R9: Regulatory Requirements Change¶

Description: AML/CTF regulations, sanctions lists, or PEP definitions may change during the 20-week build.

Impact: Already-built features need modification. Audit model may need new fields.

Mitigation: - Configuration-driven rules (not hardcoded). Regulatory changes that affect thresholds or lists are config changes, not code changes. - Audit event uses JSONB payload — new fields can be added without schema migration. - Jurisdiction-specific logic abstracted behind JurisdictionRules interface. Swap implementations per country. - Design Phase 0-2 with EU/Netherlands rules as starting point. Generalize in Phase 3+.

R10: Key Person Dependency¶

Description: Kotlin/Temporal expertise may be concentrated in one or two engineers. If they leave or are unavailable, velocity drops.

Impact: Phases dependent on that expertise stall.

Mitigation: - Pair programming for all Temporal workflows (no solo Temporal work in Phase 2). - Kotlin: hire for Java experience. Kotlin is a gentle step from Java — 2-week ramp-up. - All design decisions documented (architecture docs serve as onboarding material). - CI enforces code standards — no "expert-only" code paths.

R11: Audit Event Volume¶

Description: 1,000 audit events/second target (NFR-P04). A single onboarding workflow with parallel tasks can generate 50+ events in seconds. If 100 workflows run concurrently, that's 5,000+ events in a burst.

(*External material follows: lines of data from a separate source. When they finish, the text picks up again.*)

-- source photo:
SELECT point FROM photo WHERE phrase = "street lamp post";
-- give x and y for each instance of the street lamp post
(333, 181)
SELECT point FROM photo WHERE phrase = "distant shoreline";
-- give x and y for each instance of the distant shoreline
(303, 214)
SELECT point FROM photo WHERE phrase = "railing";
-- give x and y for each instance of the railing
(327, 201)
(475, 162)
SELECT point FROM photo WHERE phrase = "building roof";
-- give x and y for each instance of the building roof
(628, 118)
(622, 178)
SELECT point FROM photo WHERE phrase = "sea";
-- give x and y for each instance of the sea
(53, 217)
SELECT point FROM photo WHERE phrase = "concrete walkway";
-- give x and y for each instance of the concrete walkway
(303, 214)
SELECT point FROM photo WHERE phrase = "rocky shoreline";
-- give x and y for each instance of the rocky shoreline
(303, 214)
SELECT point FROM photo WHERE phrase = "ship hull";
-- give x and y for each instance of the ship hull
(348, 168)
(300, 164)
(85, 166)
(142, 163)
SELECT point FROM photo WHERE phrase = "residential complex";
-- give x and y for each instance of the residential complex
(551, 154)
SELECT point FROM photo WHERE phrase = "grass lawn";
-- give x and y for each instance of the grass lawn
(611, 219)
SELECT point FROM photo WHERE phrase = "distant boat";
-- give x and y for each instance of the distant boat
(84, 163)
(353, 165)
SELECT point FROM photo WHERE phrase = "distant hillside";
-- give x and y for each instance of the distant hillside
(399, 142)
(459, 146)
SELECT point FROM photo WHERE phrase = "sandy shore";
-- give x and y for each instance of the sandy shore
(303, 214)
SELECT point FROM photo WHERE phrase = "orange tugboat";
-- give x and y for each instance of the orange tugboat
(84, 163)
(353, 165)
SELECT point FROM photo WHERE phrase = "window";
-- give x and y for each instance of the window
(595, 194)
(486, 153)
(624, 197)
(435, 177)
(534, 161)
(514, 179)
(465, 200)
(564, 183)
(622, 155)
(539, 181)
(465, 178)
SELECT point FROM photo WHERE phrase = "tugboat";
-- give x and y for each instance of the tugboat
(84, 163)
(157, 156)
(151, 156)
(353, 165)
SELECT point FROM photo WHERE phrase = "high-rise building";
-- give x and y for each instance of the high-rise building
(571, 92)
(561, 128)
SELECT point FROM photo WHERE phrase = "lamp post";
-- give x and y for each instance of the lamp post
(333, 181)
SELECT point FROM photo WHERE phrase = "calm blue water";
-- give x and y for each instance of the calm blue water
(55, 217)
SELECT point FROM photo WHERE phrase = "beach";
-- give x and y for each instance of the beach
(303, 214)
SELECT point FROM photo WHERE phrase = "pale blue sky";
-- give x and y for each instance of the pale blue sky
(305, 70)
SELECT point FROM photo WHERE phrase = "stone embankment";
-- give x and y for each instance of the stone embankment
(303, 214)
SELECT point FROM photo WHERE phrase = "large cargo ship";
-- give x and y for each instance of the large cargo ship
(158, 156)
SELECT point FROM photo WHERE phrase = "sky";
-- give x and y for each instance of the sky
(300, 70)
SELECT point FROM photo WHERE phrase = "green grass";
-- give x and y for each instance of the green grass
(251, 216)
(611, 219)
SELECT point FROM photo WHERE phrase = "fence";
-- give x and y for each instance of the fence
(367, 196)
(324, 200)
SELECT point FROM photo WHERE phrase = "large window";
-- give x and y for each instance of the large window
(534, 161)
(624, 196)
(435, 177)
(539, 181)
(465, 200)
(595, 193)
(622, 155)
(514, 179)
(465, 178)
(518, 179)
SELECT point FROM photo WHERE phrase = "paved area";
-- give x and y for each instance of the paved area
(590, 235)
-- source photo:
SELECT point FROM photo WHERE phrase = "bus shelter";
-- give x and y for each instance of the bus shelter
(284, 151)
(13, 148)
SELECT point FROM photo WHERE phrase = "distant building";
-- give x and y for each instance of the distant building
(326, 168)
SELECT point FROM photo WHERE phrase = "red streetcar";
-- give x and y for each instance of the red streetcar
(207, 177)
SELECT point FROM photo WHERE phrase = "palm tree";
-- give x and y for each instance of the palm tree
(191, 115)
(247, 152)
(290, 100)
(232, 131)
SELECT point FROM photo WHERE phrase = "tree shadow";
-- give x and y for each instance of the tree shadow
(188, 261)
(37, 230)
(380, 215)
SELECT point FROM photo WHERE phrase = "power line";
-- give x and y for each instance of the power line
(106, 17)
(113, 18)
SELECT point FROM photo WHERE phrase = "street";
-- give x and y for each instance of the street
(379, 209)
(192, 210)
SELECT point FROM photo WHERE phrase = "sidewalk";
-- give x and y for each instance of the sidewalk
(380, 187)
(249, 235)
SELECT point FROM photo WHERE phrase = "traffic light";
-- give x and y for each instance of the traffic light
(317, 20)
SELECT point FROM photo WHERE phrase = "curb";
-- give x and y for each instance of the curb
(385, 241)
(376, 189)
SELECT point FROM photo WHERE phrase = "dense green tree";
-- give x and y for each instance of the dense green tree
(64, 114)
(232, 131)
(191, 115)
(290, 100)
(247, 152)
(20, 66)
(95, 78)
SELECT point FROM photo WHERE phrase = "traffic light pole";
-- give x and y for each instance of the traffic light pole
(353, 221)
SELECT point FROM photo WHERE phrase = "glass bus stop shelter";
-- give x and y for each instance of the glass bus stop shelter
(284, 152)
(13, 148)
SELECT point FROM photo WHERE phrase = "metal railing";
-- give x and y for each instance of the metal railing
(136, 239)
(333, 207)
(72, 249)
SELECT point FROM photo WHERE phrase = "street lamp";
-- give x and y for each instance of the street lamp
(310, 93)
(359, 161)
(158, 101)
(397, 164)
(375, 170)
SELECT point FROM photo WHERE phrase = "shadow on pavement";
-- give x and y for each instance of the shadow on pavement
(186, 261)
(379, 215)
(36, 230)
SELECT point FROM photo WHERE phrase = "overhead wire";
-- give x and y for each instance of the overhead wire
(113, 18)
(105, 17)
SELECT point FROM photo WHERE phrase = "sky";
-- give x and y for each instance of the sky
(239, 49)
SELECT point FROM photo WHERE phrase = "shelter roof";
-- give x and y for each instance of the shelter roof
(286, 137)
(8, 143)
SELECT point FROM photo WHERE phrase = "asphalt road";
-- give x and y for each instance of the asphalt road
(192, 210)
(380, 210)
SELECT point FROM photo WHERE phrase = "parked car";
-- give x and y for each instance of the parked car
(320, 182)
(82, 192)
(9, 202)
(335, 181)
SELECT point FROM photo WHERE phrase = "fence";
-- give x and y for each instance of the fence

Impact: PostgreSQL write bottleneck. Audit write can become the slowest component.

Mitigation: - Audit events are append-only (no UPDATE, no DELETE) — writes are fast. - Batch writes: accumulate events in memory (100ms buffer), flush in batches of 50-100. - Partition by month from day one. Query against recent partitions is fast; old partitions are rarely accessed. - If PostgreSQL becomes bottleneck: offload audit writes to Kafka, with async consumer writing to PostgreSQL.

Leading indicator: P99 write latency of POST /api/v1/audit/events. Alert if > 50ms.

R12: Security Vulnerability¶

Description: A vulnerability in Spring Boot, React, PostgreSQL, or Temporal could be discovered during the build. Zero-day particularly dangerous.

Impact: Platform may need emergency patching. Compliance risk if vulnerability exploited before patch.

Mitigation: - Dependency scanning in CI (OWASP Dependency Check, Snyk). Alert on critical/high CVEs. - Regular upgrades: Spring Boot and Temporal minor versions updated within 1 week of release. - Penetration test in Phase 6 before go-live. - Rate limiting, correlation IDs, audit logging from day one — detect suspicious activity early.

Risk Monitoring¶

Metric	Frequency	Owner
ArchUnit violations	Every build (CI)	Tech Lead
P95 API latency	Weekly (Phase 3+)	Performance Lead
Audit event write latency	Weekly (Phase 5+)	Data Architect
Dependency CVEs	Weekly (CI)	Security Lead
Phase milestone slippage	Daily standup	Engineering Manager
Scope change count	Sprint review	Product Owner

Risk register validated against PRD v1.0 scope and all domain specs. Re-evaluate at each phase exit.